Cari lettori,
finalmente la Cassazione arriva con una chiara ed estesa tutela rispetto alle azioni di accertamento spesso e volentieri non supportate da alcuna motivazione di fondo.
Molte persone che hanno venduto un immobile si sono spesso viste recapitare a distanza di quasi 5 anni un avviso di accertamento che riguarda l’atto di vendita posto in essere, i valori dichiarati nell’atto, e la relativa imposta di registro.
Oggi la Cassazione, si spera in modo definitivo, ha posto una soluzione in ordine alle rivalutazioni immobiliari compiute d’ufficio dall’Agenzia delle Entrate, imponendo agli Uffici di motivare adeguatamente il riclassamento dell’immobile dando in questo modo al contribuente la possibilità di capire in virtù di quale modificazione territoriale è necessario l’adeguamento.
Cassazione civile sezione tributaria sentenza 13 giugno 2012 n 9629
In tema di estimo catastale, quando procede all’attribuzione di ufficio di un nuovo classamento ad un’unità immobiliare a destinazione ordinaria, l’Agenzia del Territorio, a pena di nullità del provvedimento per difetto di motivazione, deve specificare se tale mutamento è dovuto a trasformazioni specifiche subite dall’unità immobiliare in questione, oppure ad una risistemazione dei parametri relativi alla microzona in cui si colloca l’unità immobiliare. L’Agenzia dovrà indicare, nel primo caso, le trasformazioni edilizie intervenute, e nel secondo caso l’atto con cui si è provveduto alla revisione dei parametri relativi alla microzona, a seguito di significativi e concreti miglioramenti del contesto urbano. Tali specificazioni e indicazioni, infatti, sono necessarie per rendere possibile al contribuente di conoscere il presupposto del riclassamento, di valutare l’opportunità di fare o meno acquiescenza al provvedimento e di approntare le proprie difese con piena cognizione di causa, nonché per impedire all’Amministrazione, nel quadro di un rapporto di leale collaborazione, di addurre in un eventuale successivo contenzioso ragioni diverse rispetto a quelle enunciate.
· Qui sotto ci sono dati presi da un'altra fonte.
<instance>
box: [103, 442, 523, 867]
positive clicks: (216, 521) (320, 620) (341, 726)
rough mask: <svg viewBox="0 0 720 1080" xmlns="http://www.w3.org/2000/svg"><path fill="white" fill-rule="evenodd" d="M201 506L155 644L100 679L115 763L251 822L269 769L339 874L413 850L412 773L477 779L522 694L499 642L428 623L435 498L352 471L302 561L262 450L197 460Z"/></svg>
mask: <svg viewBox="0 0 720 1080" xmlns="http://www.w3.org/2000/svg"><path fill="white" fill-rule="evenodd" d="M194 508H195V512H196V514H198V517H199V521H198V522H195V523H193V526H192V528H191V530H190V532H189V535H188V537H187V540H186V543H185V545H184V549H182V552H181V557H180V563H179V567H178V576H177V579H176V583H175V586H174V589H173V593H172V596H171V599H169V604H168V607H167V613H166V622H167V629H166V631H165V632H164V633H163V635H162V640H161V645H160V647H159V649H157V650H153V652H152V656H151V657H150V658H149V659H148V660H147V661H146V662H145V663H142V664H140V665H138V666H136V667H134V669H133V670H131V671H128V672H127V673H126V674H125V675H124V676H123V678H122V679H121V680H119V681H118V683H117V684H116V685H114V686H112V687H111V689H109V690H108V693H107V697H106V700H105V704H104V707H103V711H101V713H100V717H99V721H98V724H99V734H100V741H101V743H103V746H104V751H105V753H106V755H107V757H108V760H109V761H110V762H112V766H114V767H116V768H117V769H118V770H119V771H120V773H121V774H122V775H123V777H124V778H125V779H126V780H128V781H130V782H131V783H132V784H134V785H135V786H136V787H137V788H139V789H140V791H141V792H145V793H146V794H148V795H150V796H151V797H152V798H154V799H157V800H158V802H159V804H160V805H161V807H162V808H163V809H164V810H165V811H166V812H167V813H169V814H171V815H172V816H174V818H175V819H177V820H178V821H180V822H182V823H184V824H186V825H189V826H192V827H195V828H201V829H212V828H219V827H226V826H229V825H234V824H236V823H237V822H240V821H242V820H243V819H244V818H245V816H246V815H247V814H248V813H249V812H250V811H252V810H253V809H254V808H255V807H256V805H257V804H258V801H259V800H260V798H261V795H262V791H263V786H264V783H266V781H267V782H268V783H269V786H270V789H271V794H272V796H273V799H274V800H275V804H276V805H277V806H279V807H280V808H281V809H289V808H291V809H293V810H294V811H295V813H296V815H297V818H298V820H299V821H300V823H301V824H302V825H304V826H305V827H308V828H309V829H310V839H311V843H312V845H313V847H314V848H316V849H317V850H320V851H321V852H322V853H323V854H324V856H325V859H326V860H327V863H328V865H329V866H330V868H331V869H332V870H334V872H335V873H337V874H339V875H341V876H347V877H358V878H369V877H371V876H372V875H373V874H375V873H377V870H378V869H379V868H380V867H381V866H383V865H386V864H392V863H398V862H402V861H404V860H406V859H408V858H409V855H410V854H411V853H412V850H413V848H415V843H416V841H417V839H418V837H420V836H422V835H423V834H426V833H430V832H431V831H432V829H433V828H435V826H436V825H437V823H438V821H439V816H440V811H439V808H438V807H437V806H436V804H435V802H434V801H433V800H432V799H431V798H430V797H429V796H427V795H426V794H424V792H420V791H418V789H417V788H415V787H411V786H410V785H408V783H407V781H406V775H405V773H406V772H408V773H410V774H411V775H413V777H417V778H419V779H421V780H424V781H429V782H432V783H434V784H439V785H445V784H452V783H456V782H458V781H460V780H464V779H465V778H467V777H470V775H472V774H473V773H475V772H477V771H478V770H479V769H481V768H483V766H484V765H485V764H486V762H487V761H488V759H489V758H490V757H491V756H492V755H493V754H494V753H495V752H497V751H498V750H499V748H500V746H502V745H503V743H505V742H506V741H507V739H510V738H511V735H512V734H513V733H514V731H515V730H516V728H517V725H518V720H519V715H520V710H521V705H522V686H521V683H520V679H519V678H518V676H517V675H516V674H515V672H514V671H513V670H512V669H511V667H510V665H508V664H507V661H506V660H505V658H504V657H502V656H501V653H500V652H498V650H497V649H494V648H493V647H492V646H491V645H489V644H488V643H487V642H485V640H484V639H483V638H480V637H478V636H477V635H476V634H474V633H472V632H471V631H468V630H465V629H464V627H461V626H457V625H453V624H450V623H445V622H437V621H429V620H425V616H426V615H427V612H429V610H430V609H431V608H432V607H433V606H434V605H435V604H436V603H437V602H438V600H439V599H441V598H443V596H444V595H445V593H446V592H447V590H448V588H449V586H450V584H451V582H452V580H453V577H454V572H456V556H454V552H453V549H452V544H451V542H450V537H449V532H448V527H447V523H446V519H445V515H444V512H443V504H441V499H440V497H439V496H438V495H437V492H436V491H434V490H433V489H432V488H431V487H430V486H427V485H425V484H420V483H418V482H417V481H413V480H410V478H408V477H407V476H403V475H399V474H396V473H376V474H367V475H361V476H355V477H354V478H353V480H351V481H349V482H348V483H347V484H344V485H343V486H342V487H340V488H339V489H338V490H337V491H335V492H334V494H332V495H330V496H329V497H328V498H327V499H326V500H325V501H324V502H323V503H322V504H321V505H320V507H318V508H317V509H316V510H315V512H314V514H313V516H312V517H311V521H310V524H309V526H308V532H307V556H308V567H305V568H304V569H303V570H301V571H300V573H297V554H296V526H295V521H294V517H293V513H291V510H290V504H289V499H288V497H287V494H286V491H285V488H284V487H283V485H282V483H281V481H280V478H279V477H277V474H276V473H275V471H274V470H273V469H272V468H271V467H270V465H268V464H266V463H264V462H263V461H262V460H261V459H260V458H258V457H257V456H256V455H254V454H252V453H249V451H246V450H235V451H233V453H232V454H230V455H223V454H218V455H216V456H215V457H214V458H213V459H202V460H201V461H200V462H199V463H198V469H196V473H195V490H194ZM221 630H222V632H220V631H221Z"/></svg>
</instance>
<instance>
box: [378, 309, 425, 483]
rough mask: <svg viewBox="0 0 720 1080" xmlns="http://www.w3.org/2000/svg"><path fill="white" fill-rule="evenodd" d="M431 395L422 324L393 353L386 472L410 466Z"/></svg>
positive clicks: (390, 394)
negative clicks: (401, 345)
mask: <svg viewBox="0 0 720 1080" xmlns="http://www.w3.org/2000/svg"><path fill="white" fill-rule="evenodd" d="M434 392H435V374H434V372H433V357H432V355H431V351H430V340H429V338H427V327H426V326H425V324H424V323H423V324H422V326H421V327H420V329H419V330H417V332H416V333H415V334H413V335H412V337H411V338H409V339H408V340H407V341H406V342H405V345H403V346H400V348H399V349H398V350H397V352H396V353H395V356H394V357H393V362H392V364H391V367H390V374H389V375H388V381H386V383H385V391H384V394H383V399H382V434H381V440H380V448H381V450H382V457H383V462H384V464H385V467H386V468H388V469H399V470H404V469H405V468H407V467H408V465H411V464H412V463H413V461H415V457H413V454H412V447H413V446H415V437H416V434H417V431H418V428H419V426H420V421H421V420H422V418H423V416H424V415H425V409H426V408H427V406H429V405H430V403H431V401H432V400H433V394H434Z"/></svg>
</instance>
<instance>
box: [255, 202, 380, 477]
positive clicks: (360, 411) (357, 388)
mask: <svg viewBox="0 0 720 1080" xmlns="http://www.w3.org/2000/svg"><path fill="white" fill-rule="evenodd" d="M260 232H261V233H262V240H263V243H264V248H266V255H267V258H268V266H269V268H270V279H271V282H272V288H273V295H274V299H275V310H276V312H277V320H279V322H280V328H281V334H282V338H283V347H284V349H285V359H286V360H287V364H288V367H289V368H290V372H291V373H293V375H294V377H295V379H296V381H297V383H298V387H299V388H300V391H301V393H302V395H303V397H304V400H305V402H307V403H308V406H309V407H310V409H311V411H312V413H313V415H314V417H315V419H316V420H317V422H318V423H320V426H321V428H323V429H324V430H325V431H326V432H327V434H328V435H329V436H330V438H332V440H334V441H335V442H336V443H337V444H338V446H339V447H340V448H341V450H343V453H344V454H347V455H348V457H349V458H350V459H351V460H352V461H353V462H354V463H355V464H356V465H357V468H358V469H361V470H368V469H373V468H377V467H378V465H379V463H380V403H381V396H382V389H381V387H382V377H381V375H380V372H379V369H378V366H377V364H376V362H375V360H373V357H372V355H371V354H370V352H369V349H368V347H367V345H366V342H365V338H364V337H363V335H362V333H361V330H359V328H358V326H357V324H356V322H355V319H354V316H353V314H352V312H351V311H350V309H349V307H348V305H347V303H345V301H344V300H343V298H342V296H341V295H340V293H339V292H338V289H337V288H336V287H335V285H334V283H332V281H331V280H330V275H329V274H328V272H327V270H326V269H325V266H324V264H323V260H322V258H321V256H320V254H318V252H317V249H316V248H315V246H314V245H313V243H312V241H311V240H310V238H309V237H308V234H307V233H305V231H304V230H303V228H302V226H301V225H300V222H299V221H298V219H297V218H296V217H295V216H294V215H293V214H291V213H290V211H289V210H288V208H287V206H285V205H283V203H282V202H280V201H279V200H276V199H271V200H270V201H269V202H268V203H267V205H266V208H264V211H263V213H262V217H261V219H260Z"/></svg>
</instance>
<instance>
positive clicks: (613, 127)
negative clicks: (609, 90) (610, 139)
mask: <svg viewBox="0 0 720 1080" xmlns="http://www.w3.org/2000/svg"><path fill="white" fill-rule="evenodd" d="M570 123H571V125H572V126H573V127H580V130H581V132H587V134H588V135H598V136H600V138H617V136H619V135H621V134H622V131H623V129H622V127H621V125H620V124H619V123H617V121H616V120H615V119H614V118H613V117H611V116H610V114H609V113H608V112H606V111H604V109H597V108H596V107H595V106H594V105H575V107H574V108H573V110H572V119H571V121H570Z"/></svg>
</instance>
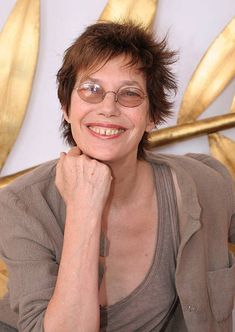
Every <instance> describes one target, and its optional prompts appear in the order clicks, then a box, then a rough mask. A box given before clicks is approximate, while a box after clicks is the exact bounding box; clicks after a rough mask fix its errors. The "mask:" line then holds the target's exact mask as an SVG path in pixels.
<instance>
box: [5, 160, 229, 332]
mask: <svg viewBox="0 0 235 332" xmlns="http://www.w3.org/2000/svg"><path fill="white" fill-rule="evenodd" d="M149 160H150V162H151V163H152V165H153V166H154V169H156V168H157V165H160V164H164V165H168V166H169V167H170V168H171V170H173V171H174V174H175V177H176V178H177V183H178V187H179V191H180V201H179V202H178V198H179V196H178V192H177V203H180V204H179V205H178V207H179V208H178V212H179V223H180V225H181V226H182V227H183V232H182V236H181V241H180V245H179V250H178V255H177V262H176V271H175V285H176V289H177V293H178V297H179V301H180V304H181V307H182V312H183V315H184V321H185V323H186V326H187V329H188V332H198V331H213V332H222V331H223V332H231V331H232V325H231V317H232V310H233V299H234V294H235V262H234V261H233V259H232V256H231V255H230V254H228V245H227V240H228V235H229V238H230V241H232V242H234V243H235V193H234V187H233V182H232V180H231V177H230V176H229V174H228V172H227V170H226V169H225V168H224V167H223V166H222V165H221V164H220V163H219V162H217V161H216V160H215V159H213V158H211V157H209V156H206V155H198V154H189V155H186V156H172V155H162V154H150V155H149ZM155 165H156V167H155ZM55 166H56V161H51V162H48V163H45V164H44V165H42V166H40V167H38V168H37V169H35V170H34V171H32V172H30V173H29V174H26V175H24V176H22V177H20V178H19V179H17V180H16V181H14V182H13V183H12V184H11V185H9V186H7V187H6V188H4V189H2V190H0V211H1V213H0V230H1V232H0V256H1V257H2V258H3V259H4V261H5V262H6V264H7V266H8V270H9V273H10V282H9V292H10V302H11V307H12V309H13V310H14V311H15V315H14V316H13V317H12V314H10V311H7V310H8V309H7V301H5V302H4V301H0V320H2V321H4V322H6V323H8V324H10V325H11V324H12V325H13V326H15V321H16V319H17V318H18V328H19V330H20V331H24V332H29V331H30V332H39V331H43V319H44V314H45V310H46V308H47V305H48V302H49V300H50V298H51V296H52V294H53V291H54V287H55V283H56V279H57V272H58V266H59V263H60V256H61V251H62V244H63V231H64V221H65V204H64V202H63V200H62V198H61V196H60V195H59V193H58V191H57V189H56V187H55ZM175 177H174V182H175ZM218 188H219V192H218ZM225 281H226V282H225ZM2 303H3V305H4V308H6V310H5V309H4V310H3V311H2ZM32 303H33V305H32ZM178 308H179V307H177V308H176V310H178ZM7 312H8V313H9V314H7ZM2 313H4V314H2ZM174 317H175V316H174ZM174 317H173V318H174ZM177 317H178V316H177ZM6 318H7V319H6ZM171 322H173V323H172V326H173V329H172V331H174V330H175V331H181V329H179V328H177V321H174V320H171V321H170V323H171ZM168 331H170V330H169V329H168Z"/></svg>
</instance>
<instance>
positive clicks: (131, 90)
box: [119, 87, 144, 98]
mask: <svg viewBox="0 0 235 332" xmlns="http://www.w3.org/2000/svg"><path fill="white" fill-rule="evenodd" d="M119 95H120V97H122V98H143V96H144V93H143V92H142V91H141V90H140V89H138V88H135V87H127V88H122V89H121V90H119Z"/></svg>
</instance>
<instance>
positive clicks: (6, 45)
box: [0, 0, 40, 170]
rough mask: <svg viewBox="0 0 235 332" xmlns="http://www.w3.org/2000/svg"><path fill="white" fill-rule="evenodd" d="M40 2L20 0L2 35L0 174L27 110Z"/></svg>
mask: <svg viewBox="0 0 235 332" xmlns="http://www.w3.org/2000/svg"><path fill="white" fill-rule="evenodd" d="M39 11H40V1H39V0H18V1H17V3H16V5H15V7H14V8H13V11H12V12H11V14H10V16H9V18H8V20H7V22H6V24H5V26H4V28H3V30H2V32H1V34H0V170H1V168H2V167H3V165H4V163H5V161H6V158H7V156H8V154H9V152H10V150H11V148H12V146H13V144H14V142H15V140H16V137H17V135H18V133H19V130H20V128H21V125H22V122H23V119H24V115H25V112H26V109H27V105H28V101H29V97H30V94H31V89H32V81H33V77H34V73H35V68H36V63H37V55H38V45H39V16H40V13H39Z"/></svg>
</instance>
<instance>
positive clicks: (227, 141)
mask: <svg viewBox="0 0 235 332" xmlns="http://www.w3.org/2000/svg"><path fill="white" fill-rule="evenodd" d="M208 140H209V145H210V150H211V153H212V155H213V156H214V157H215V158H216V159H218V160H219V161H220V162H222V163H223V164H224V165H225V166H226V167H227V168H228V170H229V171H230V173H231V174H232V176H233V178H234V179H235V142H234V141H232V140H231V139H229V138H227V137H226V136H223V135H219V134H211V135H209V136H208Z"/></svg>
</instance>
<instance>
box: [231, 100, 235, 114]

Certo la nullità, che è la sanzione che la Corte ha inflitto all’accertamento posto in essere ha come conseguenza che tutti gli atti compiuti siano da considerarsi tam quam non esset, cioè come se non fossero mai esistiti. Troppo spesso però abbiamo necessità di impugnare non solo l’accertamento, ma anche la successiva cartella esattoriale, forse emessa per motivi di Bilancio, o forse per mero errore, ma in ogni caso abbiamo necessità di veder sancita la nostra legittima pretesa, con la conseguenza che dobbiamo necessariamente impugnare ogni atto innanzi la Commissione Tributaria competente al fine di vedere sancito in modo definitivo l’annullamento del debito tributario.
La verità, cari lettori, è che l’intero sistema fiscale e tributario, ivi inclusa la Carta dei Diritti del Contribuente, deve essere rivisto e rivalutato alla luce di un ordinamento che ormai fa acqua da tutte le parti.